Mohamed El Bachir El Ibrahimi University
- Type: Public university
- Rector: Pr Karim ABBAOUI
- Faculty: 450
- Students: 12,000
- Location: Bordj Bou Arreridj, Algeria
- Language: Arabic and French
- Website: Official website

= Mohamed El Bachir El Ibrahimi University =

Research institution in Algeria

Mohamed El Bachir El Ibrahimi University is a university located in Bordj Bou Arreridj, Algeria.

== History ==

The initial core of the Bordj-Bou-Arreridj University Annex was built starting on July 15, 2000, and was led by Professor CHELALI Nacer. It was annexed to Ferhat Abbas University of Sétif, which was headed during this period by Professor BENACHOUR Djaffer.

On September 18, 2001, the Bordj Bou Arréridj University Center was created by Executive Decree No. 01-275. It comprised the Institute of Electronics and the Institute of Computer Science.

Following the restructuring of the University Center by Executive Decree No. 06-278 of August 16, 2006, the two institutes composing the center were renamed: the Institute of Science and Technology and the Institute of Economic, Commercial, and Management Sciences.

According to Executive Decree No. 10-17 of January 12, 2010, the University Center consisted of four institutes: the Institute of Science and Technology, the Institute of Economic, Commercial, and Management Sciences, the Institute of Letters and Languages and Social and Human Sciences, and the Institute of Computer Science and Mathematics.

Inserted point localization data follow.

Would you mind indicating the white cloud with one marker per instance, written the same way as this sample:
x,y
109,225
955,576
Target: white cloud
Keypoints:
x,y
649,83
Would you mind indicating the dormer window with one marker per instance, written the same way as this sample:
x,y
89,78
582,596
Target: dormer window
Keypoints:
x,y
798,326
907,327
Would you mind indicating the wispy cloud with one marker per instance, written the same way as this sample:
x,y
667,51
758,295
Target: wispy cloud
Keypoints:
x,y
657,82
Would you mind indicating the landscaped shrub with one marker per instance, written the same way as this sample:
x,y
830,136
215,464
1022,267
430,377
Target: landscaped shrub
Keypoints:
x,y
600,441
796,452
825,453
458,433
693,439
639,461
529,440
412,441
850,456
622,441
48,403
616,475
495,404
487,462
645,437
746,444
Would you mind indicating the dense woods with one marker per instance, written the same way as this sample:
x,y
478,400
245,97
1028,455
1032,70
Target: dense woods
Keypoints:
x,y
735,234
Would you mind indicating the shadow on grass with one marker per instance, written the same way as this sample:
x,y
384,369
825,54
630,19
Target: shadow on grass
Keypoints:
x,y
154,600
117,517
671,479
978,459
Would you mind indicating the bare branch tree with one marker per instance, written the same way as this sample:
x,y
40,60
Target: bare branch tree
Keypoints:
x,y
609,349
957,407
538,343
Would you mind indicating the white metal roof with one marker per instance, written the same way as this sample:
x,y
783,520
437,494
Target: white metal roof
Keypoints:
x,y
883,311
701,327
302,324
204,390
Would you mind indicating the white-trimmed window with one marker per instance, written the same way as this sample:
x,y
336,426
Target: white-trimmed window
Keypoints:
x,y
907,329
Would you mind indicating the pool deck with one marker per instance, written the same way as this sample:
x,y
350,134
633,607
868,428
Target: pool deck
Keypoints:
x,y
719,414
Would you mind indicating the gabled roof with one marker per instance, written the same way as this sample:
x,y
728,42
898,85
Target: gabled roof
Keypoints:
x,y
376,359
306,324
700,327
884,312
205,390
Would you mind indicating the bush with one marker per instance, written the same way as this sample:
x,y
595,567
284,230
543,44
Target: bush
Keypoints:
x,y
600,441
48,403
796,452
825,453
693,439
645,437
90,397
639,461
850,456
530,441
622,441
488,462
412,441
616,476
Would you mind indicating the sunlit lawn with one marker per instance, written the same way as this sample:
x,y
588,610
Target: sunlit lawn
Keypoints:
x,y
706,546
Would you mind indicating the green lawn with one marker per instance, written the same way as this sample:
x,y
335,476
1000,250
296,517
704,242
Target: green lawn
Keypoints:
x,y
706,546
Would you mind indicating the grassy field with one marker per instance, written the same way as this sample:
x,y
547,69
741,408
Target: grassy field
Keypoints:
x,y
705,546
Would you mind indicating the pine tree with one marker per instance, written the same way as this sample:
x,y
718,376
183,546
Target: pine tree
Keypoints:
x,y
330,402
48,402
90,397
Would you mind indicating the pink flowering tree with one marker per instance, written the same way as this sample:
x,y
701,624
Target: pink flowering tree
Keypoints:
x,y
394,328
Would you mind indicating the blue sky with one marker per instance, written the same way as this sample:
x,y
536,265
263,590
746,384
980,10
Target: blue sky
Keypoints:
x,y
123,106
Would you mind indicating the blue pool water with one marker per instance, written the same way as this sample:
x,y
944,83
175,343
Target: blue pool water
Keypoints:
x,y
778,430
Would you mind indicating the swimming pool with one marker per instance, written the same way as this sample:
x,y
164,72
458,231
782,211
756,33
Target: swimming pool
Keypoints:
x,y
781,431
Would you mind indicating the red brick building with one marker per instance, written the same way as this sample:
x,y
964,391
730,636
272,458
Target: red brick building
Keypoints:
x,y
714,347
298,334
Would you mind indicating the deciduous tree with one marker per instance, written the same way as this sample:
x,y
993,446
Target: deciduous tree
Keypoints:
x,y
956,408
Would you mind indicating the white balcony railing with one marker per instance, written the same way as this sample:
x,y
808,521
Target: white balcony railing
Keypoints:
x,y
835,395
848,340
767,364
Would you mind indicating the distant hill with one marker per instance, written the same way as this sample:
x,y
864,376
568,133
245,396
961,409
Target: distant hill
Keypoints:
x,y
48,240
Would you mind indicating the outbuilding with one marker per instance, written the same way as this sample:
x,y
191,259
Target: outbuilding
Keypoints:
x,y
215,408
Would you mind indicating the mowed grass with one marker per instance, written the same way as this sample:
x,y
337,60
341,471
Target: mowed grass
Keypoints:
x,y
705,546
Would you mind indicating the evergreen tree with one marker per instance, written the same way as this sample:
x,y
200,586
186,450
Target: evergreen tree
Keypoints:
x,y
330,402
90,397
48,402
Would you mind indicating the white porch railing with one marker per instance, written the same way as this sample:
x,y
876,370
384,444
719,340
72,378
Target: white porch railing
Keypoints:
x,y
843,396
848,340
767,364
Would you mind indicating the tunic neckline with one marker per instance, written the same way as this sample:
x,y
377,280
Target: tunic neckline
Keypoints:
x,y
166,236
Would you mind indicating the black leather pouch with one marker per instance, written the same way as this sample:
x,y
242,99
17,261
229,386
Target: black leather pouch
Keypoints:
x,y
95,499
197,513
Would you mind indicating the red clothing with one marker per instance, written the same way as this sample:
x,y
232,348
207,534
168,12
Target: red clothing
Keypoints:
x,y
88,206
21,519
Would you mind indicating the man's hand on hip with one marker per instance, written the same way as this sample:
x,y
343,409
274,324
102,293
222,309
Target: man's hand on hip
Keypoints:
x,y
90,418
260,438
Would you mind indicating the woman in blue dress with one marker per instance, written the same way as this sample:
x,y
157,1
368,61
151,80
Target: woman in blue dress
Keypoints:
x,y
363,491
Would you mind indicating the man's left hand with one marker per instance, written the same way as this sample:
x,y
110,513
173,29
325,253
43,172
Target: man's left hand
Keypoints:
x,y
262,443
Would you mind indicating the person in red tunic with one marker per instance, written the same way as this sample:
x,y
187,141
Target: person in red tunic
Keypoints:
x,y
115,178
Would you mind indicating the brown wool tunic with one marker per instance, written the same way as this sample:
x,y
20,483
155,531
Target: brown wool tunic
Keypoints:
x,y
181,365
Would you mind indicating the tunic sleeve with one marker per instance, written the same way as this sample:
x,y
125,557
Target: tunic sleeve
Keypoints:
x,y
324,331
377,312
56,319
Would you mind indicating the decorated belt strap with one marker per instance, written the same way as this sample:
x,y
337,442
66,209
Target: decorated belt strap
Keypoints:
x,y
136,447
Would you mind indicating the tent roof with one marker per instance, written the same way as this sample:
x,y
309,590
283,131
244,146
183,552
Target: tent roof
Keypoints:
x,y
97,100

By Executive Decree No. 12-244 of June 4, 2012, the University of Bordj Bou Arréridj was established and now comprises seven faculties (MI, SNVSTU, LL, SSH, DSP, SECSG, ST) and twenty departments (Decrees 333-339 of October 11, 2012).

The University of Bordj Bou Arréridj offers three cycles of LMD (License, Master, Doctorate) training with 40 License programs, 33 Master programs, and 8 Doctorate programs spread across 9 fields of specialties. For the 2014–2015 academic year, the total number of enrolled students was over 12,000, supervised by 450 permanent teachers.

== Academic Programs ==

The University of Bordj Bou Arréridj offers two educational tracks: the LMD system (License-Master-Doctorate) and the classical system.

=== LMD System ===

==== Licenses ====

The university offers 34 License programs in the following fields:
- Science and Technology: Process Engineering, Civil Engineering, Communication, Industrial Computing, Electromechanics, Automation, Electrical Engineering, Energy Mechanics, and Electronic Systems Design
- Natural and Life Sciences: Microbiology, Applied Biochemistry, Sustainable Development in Rural Areas, Ecotoxicology, Food Microbiology, and Phytopathology
- Material Sciences: Analytical Chemistry, Materials Physics, and Energy Physics
- Mathematics and Computer Science: Applied Mathematics, Fundamental Mathematics, Image Processing, Decision-Making, Operational Research
- Economics, Management, and Commercial Sciences: Accounting, International Trade, Marketing, and Management
- Humanities and Social Sciences: Human Resource Development Sociology, Communication Sociology, Organization, and Work
- Arabic Language and Literature: Arabic Literature
- Letters and Foreign Languages: French Didactics

==== Masters ====

The university offers ten Master programs in the following specialties:
- Applied Mathematics
- Process Engineering and Environment
- Telecommunications
- Industrial Computing
- Civil Engineering
- Materials Physics and Numerical Modeling
- Analytical Chemistry
- Materials Chemistry
- Decision-Making Computer Engineering
- Networks and Multimedia
- Electromechanics

==== Doctorates ====

During the 2009/2010 academic year, two Doctorate programs were approved:
- Process Engineering and Environment
- Electrical Engineering and Industrial Computing

=== Classical System ===

The university offers three Licenses in Economics and Management:
- Finance, Money, and Banking
- Finance
- Accounting

And three State Engineering programs in Technology:
- Electronics
- Computer Science
- Electromechanics

The University Center also offers a master's degree in Economic Sciences.